Life is fragile and it's easy to get caught off guard, I may survive a Lion attack one day and die from a bee sting the next...I'm not going to stop using my pump.....;-)

Thanks for that second article, but it only highlights my point.
The pump did not malfunction at all. His set came out. That is a big difference in my book.
I meant Its a shame really but I am surprised he did not notice.
How he had a seizure from DKA makes no sense to me and sounds like one of those "reporting the opposite" stories again,

I am surprised they didn't report that he had "sugar shock" from "sugar diabetes"

If anyone here is old enough to remember those terms...

There is clearly risk to our health and mortality from our diabetes and when we delegate some of our treatment to medical devices, we can become dependent on those devices for our very lives. And although the FDA has very stringent standards, stuff still goes wrong. Some of you may remember Steve Krueger, he died when his pump emptied the whole cartridge overnight. And there are many other reports of malfunctions and harm and even death. An article a few years ago in the WSJ the said that the FDA was reporting an increase in pump problems, with 12,000 reports of injury and 316 deaths from 10/06-9/09.
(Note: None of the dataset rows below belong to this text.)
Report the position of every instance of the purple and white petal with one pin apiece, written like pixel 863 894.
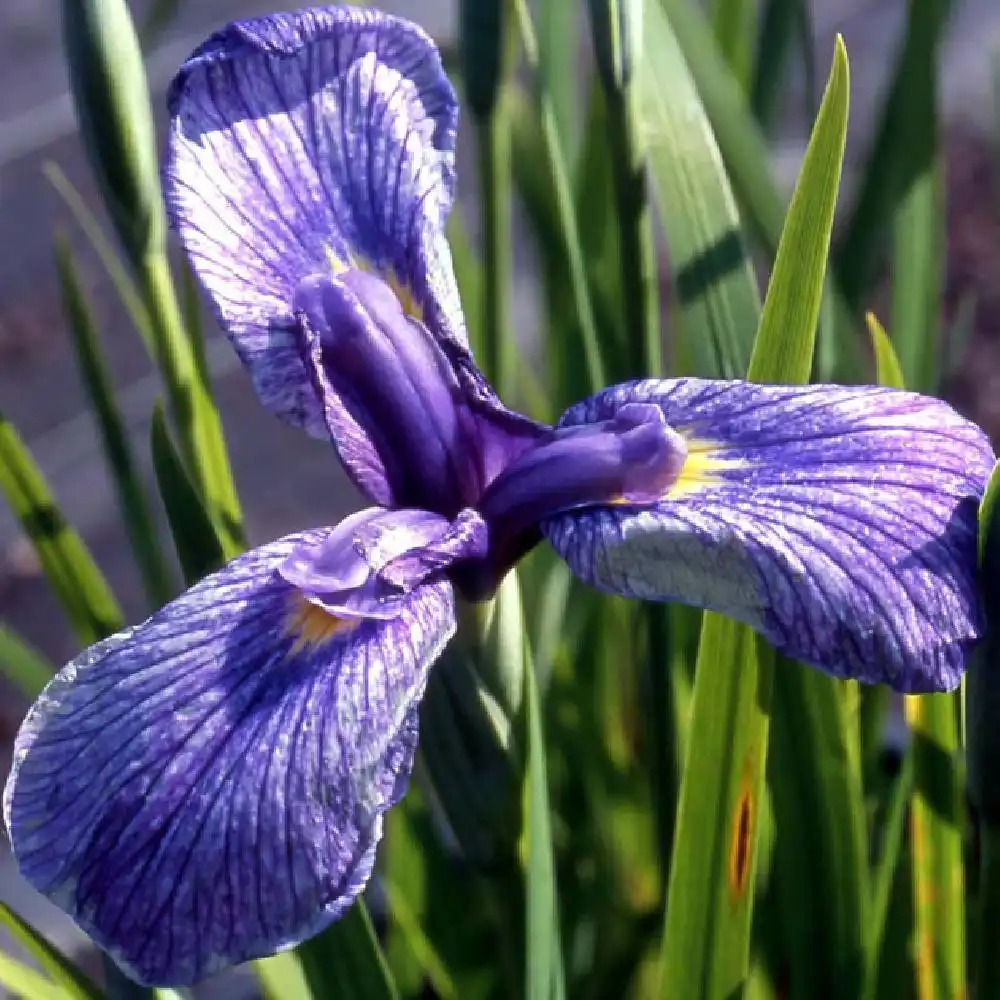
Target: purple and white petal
pixel 839 522
pixel 209 786
pixel 299 139
pixel 402 418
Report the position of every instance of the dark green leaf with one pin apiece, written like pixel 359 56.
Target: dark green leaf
pixel 78 584
pixel 199 548
pixel 72 983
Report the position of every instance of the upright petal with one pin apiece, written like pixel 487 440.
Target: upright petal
pixel 405 416
pixel 209 786
pixel 838 522
pixel 301 140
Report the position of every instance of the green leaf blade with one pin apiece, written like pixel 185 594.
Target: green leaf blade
pixel 199 547
pixel 786 337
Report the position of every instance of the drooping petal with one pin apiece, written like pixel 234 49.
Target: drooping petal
pixel 838 522
pixel 301 140
pixel 209 786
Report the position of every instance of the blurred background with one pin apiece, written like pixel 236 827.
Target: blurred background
pixel 287 482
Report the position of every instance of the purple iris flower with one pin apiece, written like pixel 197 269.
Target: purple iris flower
pixel 210 786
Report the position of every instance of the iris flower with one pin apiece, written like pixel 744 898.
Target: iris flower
pixel 210 785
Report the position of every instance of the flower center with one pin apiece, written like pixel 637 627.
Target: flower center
pixel 394 379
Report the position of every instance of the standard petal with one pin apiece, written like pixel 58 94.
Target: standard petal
pixel 838 522
pixel 298 140
pixel 209 786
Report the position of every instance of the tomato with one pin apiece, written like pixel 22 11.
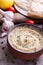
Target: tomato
pixel 11 9
pixel 30 22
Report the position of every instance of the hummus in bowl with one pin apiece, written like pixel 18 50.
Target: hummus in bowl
pixel 25 39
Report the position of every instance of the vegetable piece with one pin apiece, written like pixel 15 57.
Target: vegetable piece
pixel 30 22
pixel 11 9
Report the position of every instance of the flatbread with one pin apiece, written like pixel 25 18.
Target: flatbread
pixel 34 8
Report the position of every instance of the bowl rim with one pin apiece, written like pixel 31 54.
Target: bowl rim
pixel 23 24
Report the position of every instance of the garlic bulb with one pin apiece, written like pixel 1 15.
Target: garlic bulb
pixel 7 25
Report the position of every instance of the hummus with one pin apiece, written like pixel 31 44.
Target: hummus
pixel 25 39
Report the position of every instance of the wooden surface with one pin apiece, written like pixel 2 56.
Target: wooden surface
pixel 7 59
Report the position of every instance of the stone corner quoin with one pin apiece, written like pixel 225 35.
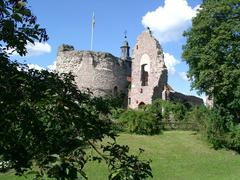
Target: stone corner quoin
pixel 142 77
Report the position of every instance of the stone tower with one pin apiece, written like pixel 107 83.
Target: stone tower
pixel 125 56
pixel 149 73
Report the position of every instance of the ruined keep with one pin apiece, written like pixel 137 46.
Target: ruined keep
pixel 142 77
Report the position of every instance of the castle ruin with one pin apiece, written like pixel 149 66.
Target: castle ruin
pixel 142 77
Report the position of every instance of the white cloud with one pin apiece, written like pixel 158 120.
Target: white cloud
pixel 169 21
pixel 52 67
pixel 183 75
pixel 35 49
pixel 38 48
pixel 35 66
pixel 170 62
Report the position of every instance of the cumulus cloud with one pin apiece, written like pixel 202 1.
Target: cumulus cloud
pixel 170 62
pixel 38 48
pixel 35 49
pixel 169 21
pixel 52 67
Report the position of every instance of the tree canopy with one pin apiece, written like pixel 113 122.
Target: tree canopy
pixel 46 123
pixel 212 52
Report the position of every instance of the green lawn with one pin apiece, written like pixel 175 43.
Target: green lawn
pixel 175 155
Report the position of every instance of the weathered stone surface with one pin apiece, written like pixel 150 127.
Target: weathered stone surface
pixel 147 51
pixel 104 74
pixel 99 72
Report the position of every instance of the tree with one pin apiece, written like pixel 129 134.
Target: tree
pixel 212 52
pixel 46 123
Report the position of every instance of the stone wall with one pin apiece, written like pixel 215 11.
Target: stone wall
pixel 100 72
pixel 179 97
pixel 147 51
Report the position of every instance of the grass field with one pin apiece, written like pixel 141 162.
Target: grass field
pixel 175 155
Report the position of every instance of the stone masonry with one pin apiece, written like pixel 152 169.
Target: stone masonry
pixel 147 52
pixel 100 72
pixel 143 78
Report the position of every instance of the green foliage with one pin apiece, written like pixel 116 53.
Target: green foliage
pixel 213 55
pixel 140 122
pixel 46 123
pixel 124 166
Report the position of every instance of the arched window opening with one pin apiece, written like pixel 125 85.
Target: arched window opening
pixel 115 91
pixel 144 75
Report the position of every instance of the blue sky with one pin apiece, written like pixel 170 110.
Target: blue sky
pixel 69 22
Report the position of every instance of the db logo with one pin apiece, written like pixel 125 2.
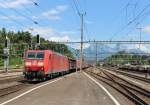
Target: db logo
pixel 34 63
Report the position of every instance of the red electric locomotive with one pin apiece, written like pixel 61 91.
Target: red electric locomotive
pixel 40 64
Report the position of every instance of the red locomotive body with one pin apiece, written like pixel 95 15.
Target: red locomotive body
pixel 40 64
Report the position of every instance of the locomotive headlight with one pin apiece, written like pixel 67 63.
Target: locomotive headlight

I suspect that some of these are actually defects or failures of the pump. Some of them may have been "operator error." But in the end, like driving a car, we absolutely must operate the pump defensively. The really sad thing is that there are probably things that pump users could have done to protect themselves against being harmed by these failures.
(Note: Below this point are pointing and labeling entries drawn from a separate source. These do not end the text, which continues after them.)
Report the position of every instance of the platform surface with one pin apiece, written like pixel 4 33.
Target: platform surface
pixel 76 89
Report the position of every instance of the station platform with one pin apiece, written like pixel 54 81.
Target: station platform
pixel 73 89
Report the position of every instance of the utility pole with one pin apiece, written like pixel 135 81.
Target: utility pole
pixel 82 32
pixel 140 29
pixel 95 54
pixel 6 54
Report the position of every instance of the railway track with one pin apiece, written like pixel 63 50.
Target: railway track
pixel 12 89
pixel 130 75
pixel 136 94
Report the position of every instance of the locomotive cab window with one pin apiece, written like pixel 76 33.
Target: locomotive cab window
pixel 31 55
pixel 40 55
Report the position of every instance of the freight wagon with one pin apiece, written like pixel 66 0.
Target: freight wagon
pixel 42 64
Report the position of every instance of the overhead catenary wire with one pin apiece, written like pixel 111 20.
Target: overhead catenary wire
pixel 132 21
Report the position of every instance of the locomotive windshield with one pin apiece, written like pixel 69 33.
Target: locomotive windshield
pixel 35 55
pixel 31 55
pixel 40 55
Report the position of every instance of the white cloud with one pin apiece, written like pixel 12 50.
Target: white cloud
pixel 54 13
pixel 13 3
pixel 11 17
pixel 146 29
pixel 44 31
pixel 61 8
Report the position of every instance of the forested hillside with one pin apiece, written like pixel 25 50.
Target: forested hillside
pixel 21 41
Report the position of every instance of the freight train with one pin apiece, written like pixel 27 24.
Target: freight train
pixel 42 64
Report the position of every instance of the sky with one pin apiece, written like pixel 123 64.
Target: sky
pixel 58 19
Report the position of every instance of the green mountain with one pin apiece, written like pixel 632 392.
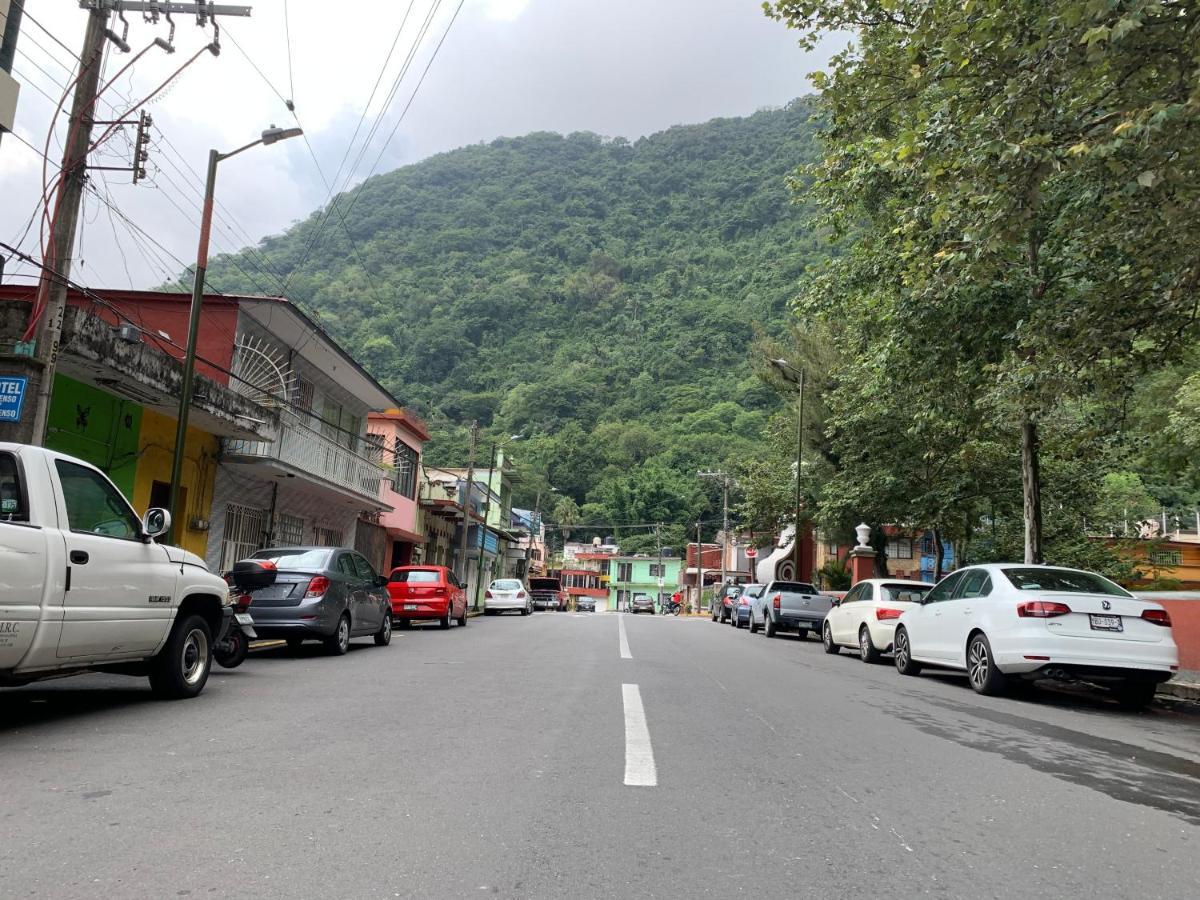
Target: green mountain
pixel 595 295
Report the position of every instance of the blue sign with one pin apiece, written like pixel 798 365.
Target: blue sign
pixel 12 397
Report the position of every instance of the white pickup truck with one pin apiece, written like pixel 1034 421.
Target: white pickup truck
pixel 84 586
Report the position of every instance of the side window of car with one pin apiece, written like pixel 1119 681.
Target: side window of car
pixel 12 498
pixel 975 583
pixel 945 588
pixel 94 505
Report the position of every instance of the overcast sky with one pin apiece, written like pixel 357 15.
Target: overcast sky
pixel 507 67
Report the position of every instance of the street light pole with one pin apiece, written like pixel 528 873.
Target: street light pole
pixel 270 136
pixel 796 376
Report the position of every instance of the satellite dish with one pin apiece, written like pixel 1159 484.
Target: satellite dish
pixel 262 372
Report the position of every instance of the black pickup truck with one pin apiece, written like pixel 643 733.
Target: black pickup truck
pixel 547 594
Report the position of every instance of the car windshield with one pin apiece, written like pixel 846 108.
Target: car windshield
pixel 904 593
pixel 415 576
pixel 297 558
pixel 1065 581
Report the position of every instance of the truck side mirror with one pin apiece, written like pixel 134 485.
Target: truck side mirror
pixel 155 522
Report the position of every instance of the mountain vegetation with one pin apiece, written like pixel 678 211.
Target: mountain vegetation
pixel 598 297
I'd like to hear from pump users what they do to protect themselves.

I think this needs much further investigation before any conclusions can be drawn: was his death officially caused by seizure or DKA? What type of pump or set malfunction might have attributed to his death? Can the confiscated pump be examined by independent specialists?

I'd agree with Angela that it's a useful reminder that insulin is a hard drug that can kill you. It bothers me that the explanation is rather vague.

If my pump doesn't work because the line was out, I'd know about it. I check that if I ever have an elevated BG. I've pumped since 2008 and, if I get a pump "spot" that doesn't seem to be working, producing elevated, unresponsive BG etc., I'll turn up my basal to 200% and, if that doesn't get 'er down in an hour or two, I'd move the site from my abdomen, which I use most of the time, to my love handles, which I hardly ever use to give the abdomen area some "recovery". It works. I did that on my own though, no medical input. I have a doctor's appointment Tuesday so I'll see if that works? I'd think the disconnection would have to go on for a while before it would kill you. I think of "seizure" as a low rather than a high.

Could it be possible that he pulled out the tubing as he was going low or during the seisure?

I thought the same.
They found him on the floor, perhaps I understood he was low a little late and managed only to disconnect his pump.